Nelia seemed satisfied, but I saw her compassion turning toward wounded things.

The morning had slipped away, and I looked up surprised to see the sun high overhead. “Goodness. Frank and Fritz will be in for dinner. Quick as a lamb’s tail, let’s see what we can rustle up for them and ourselves.”

I sliced ham and made sandwiches, put out pickled beets from last season, and filled big glasses with milk. The men ate heartily while Nelia picked at her sandwich. She eyed a platter of cookies on the counter.

“In this house we clean up our plates in order to get dessert,” I told her.

She lifted her eyes to me, to the cookies, and then formed new interest in her ham sandwich, which she consumed, though I did think I saw a sleight of hand at her side where Bobby assumed a position next to her chair.

“No feeding the dog. Or cat,” I said and made it stern. I’d done that with my own children early on and found I didn’t have to repeat it as they got older. “They get fed in the kitchen, next to the stove, after we’ve eaten.”

“Yes ma’am,” she said.

“When did you make these, Huldie?” Frank asked, eating his cookie and rescuing the child from my words, though he knew my routine of spoiling after a period of stern. Nelia had a cookie now too.

“Early this morning, while it was still cool.”

“They’re good,” Fritz offered.

“Didn’t think you’d have time what with your lessons going on out there,” Frank said. “Is she a good teacher, Nelia?”

The child nodded. She wiped her face with the back of her hand, and I gave her a napkin. “Jasmine liked lilacs,” Nelia said then. Her words were soft as the breeze breathing through the wind chimes hanging on the porch.

“Did she? Do you know what kind she liked?”

“Purple. We came by your garden and smelled them. Then she died.”

“Mrs. Klager has lots of purple,” Frank said.

“I’m sorry about Jasmine. She must have been special.”

“Maybe we can make one even purpler,” Nelia said. “With that pollen brush. My mama liked purple ones too.”

“We can try,” I said, pushing a wayward curl around her ear. “We can surely try.”

I stood up and went to the sun porch. Ludwig Späth, an excellent purple. “Let’s check Frank’s tags and see if we can find the most purple lilac in my garden, and we’ll pollinate dozens, see what we come up with next spring.”

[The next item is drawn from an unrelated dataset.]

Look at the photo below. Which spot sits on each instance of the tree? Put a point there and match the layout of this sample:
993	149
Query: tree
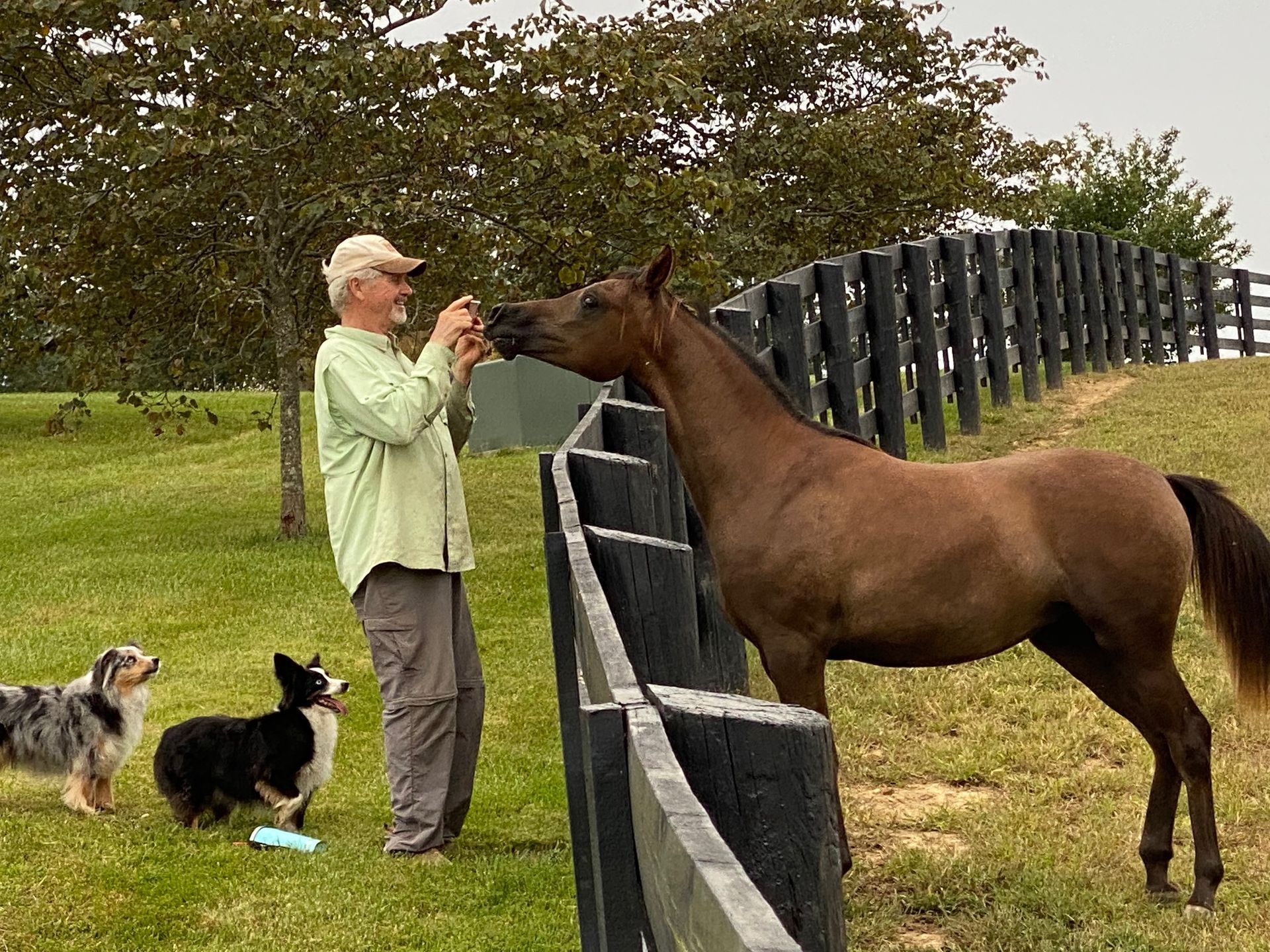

“Or the spring after that,” Nelia said, bobbing her head, her cookie going up and down with her nodding. Bobby’s head followed her cookie’s every move. “Making flowers takes a long time.”

“Yes, it does,” I said to this plant of wisdom before me.

“So does forgetting,” she added, and I knew there was much healing left to do in the life of this precious bloom. I believed that lilacs were just the plants to do it.